Un estudio reciente del Journal of Sexual Medicine asegura que siete
minutos son suficientes para tener relaciones sexuales completamente
satisfactorias. Recordemos, también, que el orgasmo promedio dura entre 3 y 12
segundos. Sólo 420 segundos y un 1% de ellos para el goce. ¡Diablos! Podemos decir,
tan poquito. Un nuevo hecho científico desnudado –que bien esta palabra aquí-.
Ya lo sabemos. Pero, lo cierto, es que nadie anda cronometrando en sus
relaciones –bueno, algunos pero es otro problema-. Es más podemos agregar que
si cronometramos seguramente el placer no aparecerá.
Si uno piensa los encuentros amorosos que tuvo –si queremos ser
cuidadosos con el lenguaje- o sexuales, en ocasiones coitales, – si llamamos a
las cosas de manera más concreta-, lo que nos queda en la piel, en la retina,
en la memoria, o en donde albergamos nuestras sensaciones de placer están
asociadas al momento vivido y no al tiempo que se ha utilizado.
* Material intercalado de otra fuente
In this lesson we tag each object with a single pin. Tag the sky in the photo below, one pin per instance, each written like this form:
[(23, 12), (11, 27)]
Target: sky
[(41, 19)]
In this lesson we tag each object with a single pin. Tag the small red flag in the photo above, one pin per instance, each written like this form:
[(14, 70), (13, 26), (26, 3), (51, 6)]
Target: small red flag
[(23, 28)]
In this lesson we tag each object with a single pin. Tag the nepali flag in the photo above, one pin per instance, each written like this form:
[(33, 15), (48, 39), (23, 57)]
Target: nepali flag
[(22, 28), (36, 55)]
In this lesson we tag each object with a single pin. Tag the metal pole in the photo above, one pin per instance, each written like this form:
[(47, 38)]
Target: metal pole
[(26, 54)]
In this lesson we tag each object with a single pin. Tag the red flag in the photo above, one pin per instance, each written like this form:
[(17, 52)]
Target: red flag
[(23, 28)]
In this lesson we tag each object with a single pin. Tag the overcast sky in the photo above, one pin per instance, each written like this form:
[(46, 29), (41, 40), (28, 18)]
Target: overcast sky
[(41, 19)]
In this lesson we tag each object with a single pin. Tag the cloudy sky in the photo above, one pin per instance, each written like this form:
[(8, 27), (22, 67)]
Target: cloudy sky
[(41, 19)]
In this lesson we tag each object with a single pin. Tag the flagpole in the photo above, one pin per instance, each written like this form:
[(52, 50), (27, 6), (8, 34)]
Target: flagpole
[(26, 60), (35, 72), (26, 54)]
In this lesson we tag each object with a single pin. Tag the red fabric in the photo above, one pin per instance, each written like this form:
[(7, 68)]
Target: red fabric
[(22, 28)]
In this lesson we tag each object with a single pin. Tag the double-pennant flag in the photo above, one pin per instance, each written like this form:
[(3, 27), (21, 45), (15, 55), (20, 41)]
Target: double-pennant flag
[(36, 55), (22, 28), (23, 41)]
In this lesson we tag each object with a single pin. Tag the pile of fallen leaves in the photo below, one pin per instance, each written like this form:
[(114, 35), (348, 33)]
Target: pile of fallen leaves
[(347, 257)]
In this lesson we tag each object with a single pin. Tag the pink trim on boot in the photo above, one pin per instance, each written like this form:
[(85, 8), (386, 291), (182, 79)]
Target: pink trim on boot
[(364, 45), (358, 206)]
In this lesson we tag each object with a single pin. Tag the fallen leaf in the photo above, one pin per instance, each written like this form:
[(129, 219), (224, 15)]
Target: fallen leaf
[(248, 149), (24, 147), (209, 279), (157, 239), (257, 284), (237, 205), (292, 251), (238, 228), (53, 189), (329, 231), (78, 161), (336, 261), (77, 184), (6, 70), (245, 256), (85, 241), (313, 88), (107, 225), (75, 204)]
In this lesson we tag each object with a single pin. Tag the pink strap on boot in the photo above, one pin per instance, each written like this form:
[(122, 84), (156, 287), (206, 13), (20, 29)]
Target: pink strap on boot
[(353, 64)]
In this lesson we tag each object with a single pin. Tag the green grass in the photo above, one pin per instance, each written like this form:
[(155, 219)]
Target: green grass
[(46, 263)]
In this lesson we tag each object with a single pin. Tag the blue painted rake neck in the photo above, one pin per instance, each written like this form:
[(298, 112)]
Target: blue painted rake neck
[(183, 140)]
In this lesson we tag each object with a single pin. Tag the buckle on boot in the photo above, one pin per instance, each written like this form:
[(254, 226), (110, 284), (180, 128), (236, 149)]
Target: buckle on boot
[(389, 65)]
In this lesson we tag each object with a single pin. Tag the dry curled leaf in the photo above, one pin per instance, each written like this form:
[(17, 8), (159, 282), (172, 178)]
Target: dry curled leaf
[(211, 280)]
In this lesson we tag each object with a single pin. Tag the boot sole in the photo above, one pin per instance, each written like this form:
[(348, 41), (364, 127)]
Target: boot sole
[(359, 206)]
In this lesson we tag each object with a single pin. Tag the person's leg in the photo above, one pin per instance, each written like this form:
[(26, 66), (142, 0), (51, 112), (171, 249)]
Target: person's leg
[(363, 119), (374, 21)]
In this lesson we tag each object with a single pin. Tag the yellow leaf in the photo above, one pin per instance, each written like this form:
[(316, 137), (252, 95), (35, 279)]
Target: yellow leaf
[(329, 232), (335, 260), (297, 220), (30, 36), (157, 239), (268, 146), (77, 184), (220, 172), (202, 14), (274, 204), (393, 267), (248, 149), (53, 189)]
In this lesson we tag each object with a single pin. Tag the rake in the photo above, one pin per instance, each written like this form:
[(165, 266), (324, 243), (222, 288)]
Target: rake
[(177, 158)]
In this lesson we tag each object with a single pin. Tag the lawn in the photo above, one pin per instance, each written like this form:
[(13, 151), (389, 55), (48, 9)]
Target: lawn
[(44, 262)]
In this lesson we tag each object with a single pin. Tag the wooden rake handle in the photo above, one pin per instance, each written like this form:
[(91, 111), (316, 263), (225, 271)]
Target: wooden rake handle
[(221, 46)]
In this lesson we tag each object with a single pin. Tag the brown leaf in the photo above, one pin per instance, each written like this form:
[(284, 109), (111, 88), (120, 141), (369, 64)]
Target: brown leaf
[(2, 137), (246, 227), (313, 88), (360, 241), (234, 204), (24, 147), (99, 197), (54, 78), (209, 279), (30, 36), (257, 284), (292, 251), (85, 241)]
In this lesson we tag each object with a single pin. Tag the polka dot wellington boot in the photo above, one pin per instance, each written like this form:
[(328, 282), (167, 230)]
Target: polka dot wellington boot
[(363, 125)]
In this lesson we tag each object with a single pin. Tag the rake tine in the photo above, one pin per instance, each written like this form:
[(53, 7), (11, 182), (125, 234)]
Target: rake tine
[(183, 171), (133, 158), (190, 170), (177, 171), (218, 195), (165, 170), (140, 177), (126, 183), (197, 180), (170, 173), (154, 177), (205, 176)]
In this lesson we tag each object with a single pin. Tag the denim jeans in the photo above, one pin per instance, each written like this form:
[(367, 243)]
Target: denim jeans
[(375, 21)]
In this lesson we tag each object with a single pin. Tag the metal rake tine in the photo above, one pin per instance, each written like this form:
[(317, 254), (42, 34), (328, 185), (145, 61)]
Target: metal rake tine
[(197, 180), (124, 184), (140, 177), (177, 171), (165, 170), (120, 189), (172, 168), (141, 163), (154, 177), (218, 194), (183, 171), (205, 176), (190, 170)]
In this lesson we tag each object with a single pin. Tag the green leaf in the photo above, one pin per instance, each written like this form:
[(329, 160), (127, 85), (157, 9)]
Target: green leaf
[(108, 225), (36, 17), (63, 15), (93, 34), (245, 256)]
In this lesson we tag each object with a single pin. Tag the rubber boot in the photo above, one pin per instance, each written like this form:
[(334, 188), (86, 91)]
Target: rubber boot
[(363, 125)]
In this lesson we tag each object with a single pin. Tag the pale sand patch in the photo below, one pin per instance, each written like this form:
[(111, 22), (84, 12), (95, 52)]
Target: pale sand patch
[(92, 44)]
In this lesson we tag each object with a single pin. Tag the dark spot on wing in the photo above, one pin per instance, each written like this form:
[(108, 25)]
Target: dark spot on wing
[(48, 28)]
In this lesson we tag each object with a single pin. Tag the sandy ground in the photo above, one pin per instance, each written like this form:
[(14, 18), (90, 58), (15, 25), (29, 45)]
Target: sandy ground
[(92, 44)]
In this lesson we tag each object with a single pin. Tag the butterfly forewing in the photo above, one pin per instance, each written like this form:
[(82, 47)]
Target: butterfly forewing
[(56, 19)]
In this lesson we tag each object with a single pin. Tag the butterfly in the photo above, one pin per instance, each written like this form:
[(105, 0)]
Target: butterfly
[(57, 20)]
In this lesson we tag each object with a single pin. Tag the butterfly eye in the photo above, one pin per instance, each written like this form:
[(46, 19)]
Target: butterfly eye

Así, sea que
tuvimos una noche casi perfecta –nunca lo es porque siempre hay una noche más
para poder vivirla aún mejor- o si fue un escarceo rápido en un instante fugaz –en
algún lugar físicamente incomodo pero suficientemente excitante para intentarlo-
lo que resta en nuestras sensaciones escapa al conteo de segundos, se filtra en
la piel y ocupa los sentidos donde los placeres se traducen de tantas formas
diferentes.
Lo cierto sigue siendo que no importará nunca el tiempo que dure sino
la consistencia de esa red en la que nos permitimos abandonarnos. La que
nosotros tejemos y, sobre todo, aquella que conseguimos tejer con la compañía con
la que nos permitirnos un instante o una vida de placer.
El placer siempre llega cuando nos permitimos el lujo de estar en ese
instante donde la intimidad, aunque sea en silencio se construye de una manera
tan particular que no se repite más. Tal vez, esas veces, son las que uno
siempre recuerda, y queda, como tatuaje, que va recubriendo cada pedazo de esa
piel interna que tenemos.
El encuentro permite llegar a esos caminos de la satisfacción y por
allí encontramos los senderos que nos pueden conducir al placer. No se trata de
caminarlos como turistas, sino descubrirlos como habitantes de ese espacio.
Hacerlo es mucho más que dedicarse, es permitirse la locura de ofrecerse, de
ser y de estar, aunque sea pasajeramente, como la vida misma.